About a million British Columbians do not have a family doctor or primary care provider, putting additional strain on emergency rooms, urgent primary care centres, and walk-in clinics. Nurses and paramedics are burned out. Long hours, overwhelmed hospitals, and staffing shortages have forced many to leave their profession.
Our more rural communities are seeing declines in all areas of care. Emergency departments are routinely closed temporarily due to staffing shortages. Communities are more dependant on ambulance service, which has also deteriorated to the extent that people are being forced to drive themselves to get help.
Frustrations around home care continue to build. Interior Health has implemented a HUB system where booking home care services is centralized and no longer done locally. Dispatchers often don’t know the local community, staffing, patients, and other vital information. Patients — generally seniors — show up for appointments, only to find that the worker has called in sick or can’t make it.

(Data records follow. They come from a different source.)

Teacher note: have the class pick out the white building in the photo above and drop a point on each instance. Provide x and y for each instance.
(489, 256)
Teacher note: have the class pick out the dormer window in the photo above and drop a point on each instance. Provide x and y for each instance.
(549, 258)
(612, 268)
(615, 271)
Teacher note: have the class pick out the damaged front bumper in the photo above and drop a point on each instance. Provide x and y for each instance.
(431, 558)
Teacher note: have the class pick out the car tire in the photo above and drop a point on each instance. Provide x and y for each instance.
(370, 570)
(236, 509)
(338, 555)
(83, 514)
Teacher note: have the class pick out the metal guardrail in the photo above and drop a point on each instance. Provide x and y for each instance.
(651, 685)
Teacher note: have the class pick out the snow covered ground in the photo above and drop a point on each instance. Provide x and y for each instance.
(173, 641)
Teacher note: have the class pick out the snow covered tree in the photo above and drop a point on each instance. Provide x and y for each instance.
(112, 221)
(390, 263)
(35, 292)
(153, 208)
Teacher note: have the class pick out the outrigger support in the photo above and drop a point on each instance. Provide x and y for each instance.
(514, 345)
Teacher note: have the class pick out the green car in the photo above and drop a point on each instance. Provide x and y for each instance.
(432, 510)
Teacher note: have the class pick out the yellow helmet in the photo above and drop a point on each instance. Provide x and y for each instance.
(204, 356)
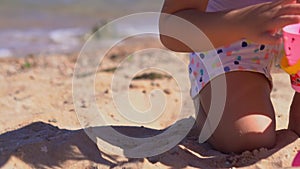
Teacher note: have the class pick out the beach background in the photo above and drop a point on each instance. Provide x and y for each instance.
(40, 42)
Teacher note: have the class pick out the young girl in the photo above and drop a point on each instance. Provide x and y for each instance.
(245, 38)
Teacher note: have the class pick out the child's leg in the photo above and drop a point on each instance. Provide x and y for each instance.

It’s worth noting as well that everything is interconnected, and issues in one community may end up impacting another. The routine emergency room closures we have seen in communities like Ashcroft often push people to seek out care at the emergency department at Royal Inland Hospital in Kamloops. That facility is under tremendous stress as it tries to keep up with the demand for services while also dealing with staff shortages and other challenges.
Our health care system is in crisis, and it’s time for this two-term government to take it seriously and act.